Playing to 1970s-style socialism, doesn’t want reform
Those accusing prime minister Narendra Modi and finance minister Arun Jaitley of having pushed the National
Herald case against Congress president Sonia Gandhi and vice-president Rahul Gandhi to pressure the party to support the GST Bill and other legislation must keep in mind that, if Modi and Jaitley had their way, they would have preferred the case not coming up right now as it was always obvious the Congress was looking for excuses to stall reforms. Even at the time the prime minister was inviting Sonia Gandhi and former prime-minister Manmohan Singh for tea to discuss the GST Bill, the newly-invigorated Rahul Gandhi was harking back to his grandmother’s old socialist rhetoric—in much the same way his mother had over the past decade. It is for this reason that, while sensibly arguing against the 1% inter-state levy in the GST Bill, the Congress packed other unreasonable demands like putting an 18% ceiling on the GST tax rate in the Bill itself—the surest way of ensuring the Bill never went through.
So, after trying to ensure tempers didn’t cool—contrast this with the calm showed by the prime minister during the debates on both the Constitution as well as intolerance—the day of the meeting, Rahul was telling national TV that the BJP had called upon Congress leaders under pressure, and that the party’s strategy was not of consultation.
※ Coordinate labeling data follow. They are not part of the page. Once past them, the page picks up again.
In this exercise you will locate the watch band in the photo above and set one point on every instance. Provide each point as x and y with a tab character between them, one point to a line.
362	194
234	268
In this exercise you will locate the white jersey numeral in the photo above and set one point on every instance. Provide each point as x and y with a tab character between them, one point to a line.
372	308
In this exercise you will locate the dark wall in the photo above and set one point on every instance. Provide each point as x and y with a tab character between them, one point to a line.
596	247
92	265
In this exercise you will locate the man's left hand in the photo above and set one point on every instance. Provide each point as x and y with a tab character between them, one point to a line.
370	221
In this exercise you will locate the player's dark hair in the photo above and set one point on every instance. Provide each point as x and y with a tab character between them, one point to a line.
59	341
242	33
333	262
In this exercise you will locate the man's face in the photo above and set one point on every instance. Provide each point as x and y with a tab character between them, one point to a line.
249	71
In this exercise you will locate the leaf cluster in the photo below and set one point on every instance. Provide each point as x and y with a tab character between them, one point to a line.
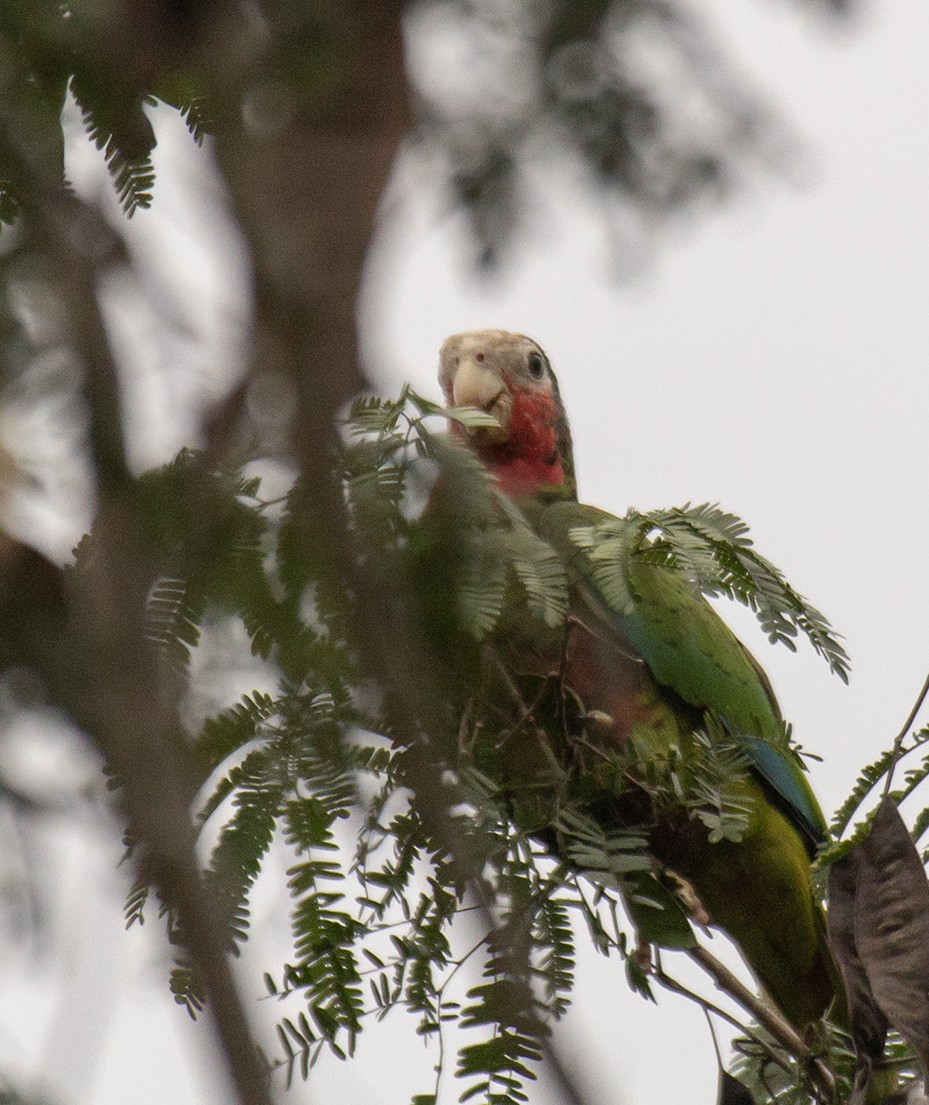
494	800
He then went on to say the BJP was out to hurt the interests of farmers with the land Bill and it was the Congress party that had ensured the Bill never went through—never mind that India needs land for industrialisation and urbanisation if the same farmers are to be lifted out of poverty, or that farmers would be better off if they were going to get 4 times the value of their property under the BJP’s Bill; nor was any thought paid to the land acquisition during Congress and other regimes at throwaway prices. And then, amazingly for a leader of a party that has just lost the national elections so badly that it could not even get the necessary seats to qualify for the leader of Opposition post in Parliament, Rahul said the labour reforms proposed by the BJP were going to hurt labour and the Congress would do its best to stop them—everyone knows the so-called pro-labour policy of the last 68 years has ensured poor jobs growth and so-called anti-labour reforms would do more to generate jobs; in other words, Rahul was hoping he would be able to convince the electorate of the same rhetoric that failed in the elections 18 months ago.
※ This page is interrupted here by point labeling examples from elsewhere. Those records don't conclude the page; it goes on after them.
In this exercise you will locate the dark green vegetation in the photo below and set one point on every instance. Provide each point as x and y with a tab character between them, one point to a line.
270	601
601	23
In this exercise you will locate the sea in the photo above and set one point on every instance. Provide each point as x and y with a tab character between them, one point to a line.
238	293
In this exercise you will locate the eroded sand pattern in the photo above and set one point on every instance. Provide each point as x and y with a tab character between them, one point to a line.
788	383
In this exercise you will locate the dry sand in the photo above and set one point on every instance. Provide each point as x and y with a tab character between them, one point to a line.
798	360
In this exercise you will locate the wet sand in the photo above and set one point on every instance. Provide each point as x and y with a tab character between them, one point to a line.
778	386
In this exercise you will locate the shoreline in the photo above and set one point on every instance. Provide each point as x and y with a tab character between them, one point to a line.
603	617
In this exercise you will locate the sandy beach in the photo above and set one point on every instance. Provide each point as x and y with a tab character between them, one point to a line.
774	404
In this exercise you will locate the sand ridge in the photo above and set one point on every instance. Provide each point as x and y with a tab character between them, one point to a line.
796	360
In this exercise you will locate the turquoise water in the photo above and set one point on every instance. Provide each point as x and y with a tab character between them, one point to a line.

As for the National Herald case, it has to be kept in mind it first came up in 2013, when the Congress party was in power, so there was no question of the BJP leadership trying to come up with it to put pressure on the party to pass the GST Bill, or any other legislation for that matter. The allegations are pretty straight-forward—that Congress leaders like Sonia and Rahul had connived to take over the National Herald, using the Congress party’s money, and that this was done with an eye to the property owned by the newspaper. Whether the allegations hold water or not is for the courts to decide, and that is where the matter is. If all malfeasance charges against politicians are to be settled out of court—which is what the Congress party’s strategy seems to be amounting to—it is a sad day for Indian democracy.